- Chapel of Garioch Location within Aberdeenshire
- Council area: Aberdeenshire;
- Lieutenancy area: Aberdeenshire;
- Country: Scotland
- Sovereign state: United Kingdom
- Post town: INVERURIE
- Postcode district: AB51
- Police: Scotland
- Fire: Scottish
- Ambulance: Scottish
- UK Parliament: Gordon and Buchan;
- Scottish Parliament: Aberdeenshire West;

= Chapel of Garioch =

Hamlet in Aberdeenshire, Scotland

Chapel of Garioch is a hamlet in Aberdeenshire, Scotland, located 4 mi west of Inverurie. The Balquhain stone circle is nearby.

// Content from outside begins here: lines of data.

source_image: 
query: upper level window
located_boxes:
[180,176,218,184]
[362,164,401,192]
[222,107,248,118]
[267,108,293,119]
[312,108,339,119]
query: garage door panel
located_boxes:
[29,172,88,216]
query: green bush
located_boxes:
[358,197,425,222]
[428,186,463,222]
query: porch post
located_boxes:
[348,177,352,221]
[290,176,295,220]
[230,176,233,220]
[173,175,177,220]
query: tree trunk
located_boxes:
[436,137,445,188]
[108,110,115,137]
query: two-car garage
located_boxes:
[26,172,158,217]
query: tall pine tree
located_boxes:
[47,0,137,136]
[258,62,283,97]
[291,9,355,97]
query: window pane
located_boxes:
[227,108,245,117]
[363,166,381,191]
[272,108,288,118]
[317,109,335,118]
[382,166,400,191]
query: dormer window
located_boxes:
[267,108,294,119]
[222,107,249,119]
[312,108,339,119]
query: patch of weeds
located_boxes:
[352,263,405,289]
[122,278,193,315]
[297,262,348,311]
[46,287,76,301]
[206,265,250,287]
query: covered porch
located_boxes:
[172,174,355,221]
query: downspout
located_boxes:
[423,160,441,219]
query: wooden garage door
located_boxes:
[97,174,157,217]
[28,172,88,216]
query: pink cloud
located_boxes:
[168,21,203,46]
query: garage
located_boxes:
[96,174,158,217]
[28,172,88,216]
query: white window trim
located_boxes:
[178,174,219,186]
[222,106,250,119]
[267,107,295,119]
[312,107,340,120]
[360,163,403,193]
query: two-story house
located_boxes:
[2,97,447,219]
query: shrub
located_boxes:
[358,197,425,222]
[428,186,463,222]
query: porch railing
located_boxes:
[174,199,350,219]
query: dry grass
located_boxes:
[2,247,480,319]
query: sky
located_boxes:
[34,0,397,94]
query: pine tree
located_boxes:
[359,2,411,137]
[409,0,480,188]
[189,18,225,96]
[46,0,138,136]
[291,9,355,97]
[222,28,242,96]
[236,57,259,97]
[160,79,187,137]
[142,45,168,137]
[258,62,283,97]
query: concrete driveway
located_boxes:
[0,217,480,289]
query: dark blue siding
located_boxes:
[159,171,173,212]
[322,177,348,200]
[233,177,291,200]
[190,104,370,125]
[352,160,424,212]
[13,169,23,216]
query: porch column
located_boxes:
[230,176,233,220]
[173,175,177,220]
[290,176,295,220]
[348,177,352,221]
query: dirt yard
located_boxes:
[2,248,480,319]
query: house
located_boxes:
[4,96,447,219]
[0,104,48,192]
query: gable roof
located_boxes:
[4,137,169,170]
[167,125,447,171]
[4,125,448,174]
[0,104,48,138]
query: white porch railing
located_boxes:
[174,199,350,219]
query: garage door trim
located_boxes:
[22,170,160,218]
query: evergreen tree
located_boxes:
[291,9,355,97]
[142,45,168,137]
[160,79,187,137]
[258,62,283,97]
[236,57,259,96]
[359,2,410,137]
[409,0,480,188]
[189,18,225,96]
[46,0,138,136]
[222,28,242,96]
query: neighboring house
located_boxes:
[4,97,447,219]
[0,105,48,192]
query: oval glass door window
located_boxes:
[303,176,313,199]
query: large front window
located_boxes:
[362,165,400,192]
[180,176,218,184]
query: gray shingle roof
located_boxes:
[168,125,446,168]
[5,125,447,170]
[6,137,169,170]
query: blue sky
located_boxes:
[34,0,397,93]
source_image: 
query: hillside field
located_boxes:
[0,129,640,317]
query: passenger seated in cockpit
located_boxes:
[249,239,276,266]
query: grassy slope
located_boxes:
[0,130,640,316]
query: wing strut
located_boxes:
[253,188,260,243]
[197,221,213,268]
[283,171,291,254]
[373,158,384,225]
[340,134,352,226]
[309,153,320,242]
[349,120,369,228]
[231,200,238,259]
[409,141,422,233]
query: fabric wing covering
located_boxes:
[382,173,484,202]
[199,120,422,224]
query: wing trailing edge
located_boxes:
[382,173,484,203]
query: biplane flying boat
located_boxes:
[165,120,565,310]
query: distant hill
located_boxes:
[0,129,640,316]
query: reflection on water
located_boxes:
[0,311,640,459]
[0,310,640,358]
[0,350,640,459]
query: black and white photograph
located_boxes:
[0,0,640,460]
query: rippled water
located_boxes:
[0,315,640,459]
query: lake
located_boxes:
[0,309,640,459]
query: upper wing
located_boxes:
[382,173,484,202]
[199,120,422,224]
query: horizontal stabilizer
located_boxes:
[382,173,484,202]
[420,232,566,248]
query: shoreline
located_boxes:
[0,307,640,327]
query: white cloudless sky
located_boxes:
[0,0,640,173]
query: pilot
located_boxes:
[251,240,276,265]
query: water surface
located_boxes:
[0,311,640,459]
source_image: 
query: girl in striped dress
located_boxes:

The church, St Mary's Chapel, shares a parish with Blairdaff. It was formerly under the patronage of the local Elphinstone lairds.

Chapel of Garioch is in the West Garioch ward of Aberdeenshire Council.

== History ==
The hamlet was formerly called Logie Durno or Durnock, but was renamed when the chapel was built in the early 17th century.

The Battle of Harlaw was fought here in 1411.

Pittodrie House is a Category B listed building and former seat of the Erskine family. It consists of a medieval tower house (c. 1490), with later Jacobean (1675) and neo-Jacobean (1841) additions.